As únicas imagens documentais de "Vá e Veja" (1985) só aparecem em seus minutos finais. Embora o efeito seja notável, esse clássico do filme de guerra não precisaria recorrer a isso para aumentar a catarse anti-nazista que o orienta quase desde o início.
Quase, porque a primeira meia hora do filme trata a Segunda Guerra Mundial de longe, como o evento que leva crianças e adolescentes a procurar armas e outros objetos de uso militar escondidos nas areias brancas de uma aldeia na Bielo-Rússia (ou Belarus), república soviética invadida pelos alemães, em 1943.
Um deles, Fliora (Aleksei Kravchenko), encontra um rifle e resolve abandonar a mãe e as irmãs pequenas para se juntar a guerrilheiros. Inexperiente, não será aceito pelo comandante da milícia, mas experimentará, primeiro acompanhado por uma jovem (Olga Mironova) e depois sozinho, as agruras do conflito.

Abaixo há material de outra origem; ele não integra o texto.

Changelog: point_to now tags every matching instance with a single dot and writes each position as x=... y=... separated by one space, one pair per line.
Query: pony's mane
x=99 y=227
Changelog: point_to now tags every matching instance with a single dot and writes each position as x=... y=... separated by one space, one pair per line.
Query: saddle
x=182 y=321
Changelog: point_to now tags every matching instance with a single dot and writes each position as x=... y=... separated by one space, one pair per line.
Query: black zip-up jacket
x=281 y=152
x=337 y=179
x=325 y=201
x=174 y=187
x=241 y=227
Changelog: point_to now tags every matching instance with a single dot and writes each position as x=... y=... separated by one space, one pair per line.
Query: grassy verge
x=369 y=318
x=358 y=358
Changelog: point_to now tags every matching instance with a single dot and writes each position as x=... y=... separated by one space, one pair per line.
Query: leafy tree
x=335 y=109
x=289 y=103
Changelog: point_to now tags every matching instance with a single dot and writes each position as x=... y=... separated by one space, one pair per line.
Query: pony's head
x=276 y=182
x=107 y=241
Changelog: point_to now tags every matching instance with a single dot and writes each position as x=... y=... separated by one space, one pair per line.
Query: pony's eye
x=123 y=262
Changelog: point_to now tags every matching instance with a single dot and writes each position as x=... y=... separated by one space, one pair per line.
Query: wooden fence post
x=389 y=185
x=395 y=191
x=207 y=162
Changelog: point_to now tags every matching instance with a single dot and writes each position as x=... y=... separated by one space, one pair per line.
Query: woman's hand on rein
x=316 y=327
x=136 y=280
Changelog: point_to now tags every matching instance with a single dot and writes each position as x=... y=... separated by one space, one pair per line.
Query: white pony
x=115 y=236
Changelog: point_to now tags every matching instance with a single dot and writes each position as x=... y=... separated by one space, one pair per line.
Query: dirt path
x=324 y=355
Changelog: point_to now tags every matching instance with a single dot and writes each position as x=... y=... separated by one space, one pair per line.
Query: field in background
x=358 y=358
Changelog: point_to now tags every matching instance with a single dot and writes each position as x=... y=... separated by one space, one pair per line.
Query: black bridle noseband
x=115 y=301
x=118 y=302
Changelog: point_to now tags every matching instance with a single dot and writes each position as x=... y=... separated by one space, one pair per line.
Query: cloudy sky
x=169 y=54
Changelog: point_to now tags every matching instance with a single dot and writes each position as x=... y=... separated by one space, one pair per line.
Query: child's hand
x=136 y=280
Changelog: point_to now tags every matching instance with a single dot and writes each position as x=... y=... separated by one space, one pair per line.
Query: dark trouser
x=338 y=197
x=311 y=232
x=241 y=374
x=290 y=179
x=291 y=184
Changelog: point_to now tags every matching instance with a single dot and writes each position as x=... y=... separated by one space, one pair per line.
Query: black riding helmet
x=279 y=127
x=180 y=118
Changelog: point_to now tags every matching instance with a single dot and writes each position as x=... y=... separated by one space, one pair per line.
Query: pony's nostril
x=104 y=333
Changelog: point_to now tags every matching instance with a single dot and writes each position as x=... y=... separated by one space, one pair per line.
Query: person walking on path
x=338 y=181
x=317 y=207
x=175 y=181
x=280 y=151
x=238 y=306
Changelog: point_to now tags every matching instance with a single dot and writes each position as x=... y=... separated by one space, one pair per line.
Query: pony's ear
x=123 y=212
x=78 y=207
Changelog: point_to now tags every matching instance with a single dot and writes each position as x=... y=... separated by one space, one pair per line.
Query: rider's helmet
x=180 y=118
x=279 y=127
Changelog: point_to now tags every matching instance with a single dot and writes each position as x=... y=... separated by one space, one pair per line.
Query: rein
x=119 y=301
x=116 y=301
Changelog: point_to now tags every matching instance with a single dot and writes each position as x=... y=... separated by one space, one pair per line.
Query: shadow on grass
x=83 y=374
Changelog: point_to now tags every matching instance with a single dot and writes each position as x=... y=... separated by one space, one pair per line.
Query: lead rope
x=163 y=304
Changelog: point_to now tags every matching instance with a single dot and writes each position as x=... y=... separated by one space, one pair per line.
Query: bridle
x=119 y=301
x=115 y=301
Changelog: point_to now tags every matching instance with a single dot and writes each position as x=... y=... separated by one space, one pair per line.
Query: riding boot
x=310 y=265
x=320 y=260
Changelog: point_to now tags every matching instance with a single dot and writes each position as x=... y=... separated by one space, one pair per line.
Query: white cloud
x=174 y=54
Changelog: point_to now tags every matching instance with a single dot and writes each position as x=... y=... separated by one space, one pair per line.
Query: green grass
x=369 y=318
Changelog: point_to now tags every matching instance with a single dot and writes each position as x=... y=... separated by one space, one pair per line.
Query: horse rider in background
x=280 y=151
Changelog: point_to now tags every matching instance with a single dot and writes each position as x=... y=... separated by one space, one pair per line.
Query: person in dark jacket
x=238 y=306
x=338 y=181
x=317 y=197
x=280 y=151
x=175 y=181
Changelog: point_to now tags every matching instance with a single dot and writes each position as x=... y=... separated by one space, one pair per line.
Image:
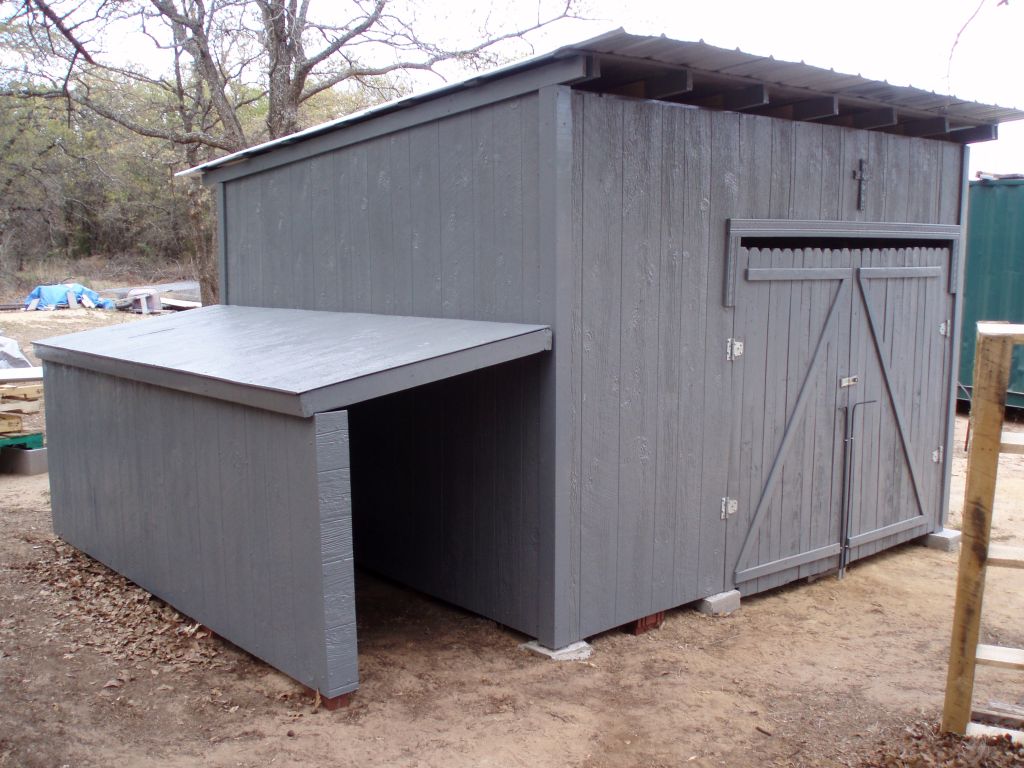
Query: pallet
x=19 y=407
x=22 y=439
x=20 y=391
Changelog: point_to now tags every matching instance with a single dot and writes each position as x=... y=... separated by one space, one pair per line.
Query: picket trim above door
x=824 y=230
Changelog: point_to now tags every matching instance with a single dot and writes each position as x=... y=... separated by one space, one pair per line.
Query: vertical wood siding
x=443 y=220
x=658 y=433
x=439 y=220
x=238 y=517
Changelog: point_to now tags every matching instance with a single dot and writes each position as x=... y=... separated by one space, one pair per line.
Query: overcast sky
x=906 y=42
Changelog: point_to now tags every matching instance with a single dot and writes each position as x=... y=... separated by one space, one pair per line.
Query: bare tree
x=226 y=57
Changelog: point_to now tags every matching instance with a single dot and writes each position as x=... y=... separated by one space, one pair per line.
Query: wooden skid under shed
x=9 y=423
x=22 y=439
x=20 y=391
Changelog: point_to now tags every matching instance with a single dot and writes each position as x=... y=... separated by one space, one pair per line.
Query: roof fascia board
x=331 y=397
x=573 y=69
x=391 y=380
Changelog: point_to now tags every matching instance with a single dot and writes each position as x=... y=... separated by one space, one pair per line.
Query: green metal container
x=994 y=288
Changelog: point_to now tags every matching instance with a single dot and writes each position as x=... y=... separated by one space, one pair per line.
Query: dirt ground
x=95 y=673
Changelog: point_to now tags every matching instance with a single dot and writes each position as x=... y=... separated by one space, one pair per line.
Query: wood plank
x=8 y=375
x=998 y=655
x=510 y=199
x=1000 y=714
x=381 y=254
x=458 y=249
x=425 y=220
x=602 y=248
x=569 y=70
x=697 y=294
x=9 y=423
x=717 y=395
x=991 y=377
x=482 y=214
x=642 y=139
x=400 y=207
x=670 y=329
x=19 y=407
x=324 y=212
x=20 y=391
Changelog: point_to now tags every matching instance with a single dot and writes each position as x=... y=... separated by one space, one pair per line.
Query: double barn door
x=841 y=390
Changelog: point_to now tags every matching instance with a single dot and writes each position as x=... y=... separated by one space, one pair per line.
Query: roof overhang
x=694 y=73
x=294 y=361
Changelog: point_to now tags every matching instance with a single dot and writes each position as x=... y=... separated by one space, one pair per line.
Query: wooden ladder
x=991 y=379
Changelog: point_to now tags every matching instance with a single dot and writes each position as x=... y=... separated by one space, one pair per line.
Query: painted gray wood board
x=634 y=410
x=438 y=220
x=238 y=517
x=708 y=168
x=294 y=361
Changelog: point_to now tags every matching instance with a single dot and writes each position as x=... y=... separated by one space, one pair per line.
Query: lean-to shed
x=750 y=270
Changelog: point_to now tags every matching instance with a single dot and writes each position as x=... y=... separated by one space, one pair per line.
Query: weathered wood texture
x=991 y=377
x=438 y=220
x=298 y=363
x=238 y=517
x=444 y=486
x=663 y=427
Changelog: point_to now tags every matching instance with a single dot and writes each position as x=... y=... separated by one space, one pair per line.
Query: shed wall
x=441 y=220
x=245 y=527
x=653 y=187
x=462 y=217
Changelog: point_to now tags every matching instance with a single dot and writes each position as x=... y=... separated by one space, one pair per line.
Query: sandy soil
x=94 y=673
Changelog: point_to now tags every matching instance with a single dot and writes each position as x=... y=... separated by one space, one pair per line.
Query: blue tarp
x=54 y=296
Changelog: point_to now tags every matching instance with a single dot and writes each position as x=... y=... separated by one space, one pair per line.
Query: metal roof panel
x=296 y=361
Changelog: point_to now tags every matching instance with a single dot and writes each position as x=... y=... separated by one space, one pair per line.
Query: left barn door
x=793 y=312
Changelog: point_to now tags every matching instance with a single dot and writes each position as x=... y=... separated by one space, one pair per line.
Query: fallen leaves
x=99 y=609
x=923 y=747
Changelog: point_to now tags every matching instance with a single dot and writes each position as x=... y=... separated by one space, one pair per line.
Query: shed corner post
x=220 y=195
x=558 y=584
x=958 y=265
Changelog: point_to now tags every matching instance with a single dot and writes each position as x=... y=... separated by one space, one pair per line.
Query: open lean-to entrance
x=841 y=390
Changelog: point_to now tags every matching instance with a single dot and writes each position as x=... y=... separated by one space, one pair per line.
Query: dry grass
x=97 y=272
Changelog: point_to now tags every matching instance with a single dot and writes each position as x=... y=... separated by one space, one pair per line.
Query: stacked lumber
x=17 y=399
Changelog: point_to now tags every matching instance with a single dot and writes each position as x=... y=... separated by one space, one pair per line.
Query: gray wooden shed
x=750 y=269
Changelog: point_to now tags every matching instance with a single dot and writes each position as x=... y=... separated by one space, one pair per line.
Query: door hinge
x=729 y=507
x=733 y=349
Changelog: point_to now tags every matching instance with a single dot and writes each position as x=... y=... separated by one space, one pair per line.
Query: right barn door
x=900 y=350
x=842 y=390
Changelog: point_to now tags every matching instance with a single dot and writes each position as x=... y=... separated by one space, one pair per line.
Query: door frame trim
x=829 y=550
x=796 y=228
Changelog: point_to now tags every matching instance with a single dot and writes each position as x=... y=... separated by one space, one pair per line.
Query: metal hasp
x=733 y=349
x=861 y=177
x=848 y=453
x=729 y=507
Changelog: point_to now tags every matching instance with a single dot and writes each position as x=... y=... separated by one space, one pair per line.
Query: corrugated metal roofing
x=699 y=57
x=296 y=361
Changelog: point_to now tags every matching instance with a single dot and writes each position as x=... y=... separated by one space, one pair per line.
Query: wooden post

Sua jornada não é propriamente a de um herói, como um filme hollywoodiano tenderia a caracterizá-la. Fliora carrega a dor profunda e a indignação de ser um sobrevivente em cenário de apocalipse: 628 aldeias bielo-russas foram queimadas com seus habitantes pelos nazistas, informa o próprio "Vá e Veja" (ou "venha e veja", no título em inglês). Último dos cinco longas dirigidos pelo russo Elem Klimov (1933-2003), que teve atuação política expressiva (sobretudo como secretário da associação de cineastas do país) nos tempos de URSS, ele se inspira parcialmente em episódios de guerra vividos por ele e sua família em Volgogrado (na época, Stalingrado).
A forte estrutura estatal do cinema soviético, que reunia 39 estúdios espalhados pelas repúblicas, possibilitou que Klimov trabalhasse aqui em escala de superprodução, sob o guarda-chuva do Mosfilm, em Moscou, e do Belarusfilm, em Minsk. Não causa surpresa, portanto, que tenha obtido o prêmio de melhor filme no Festival de Moscou.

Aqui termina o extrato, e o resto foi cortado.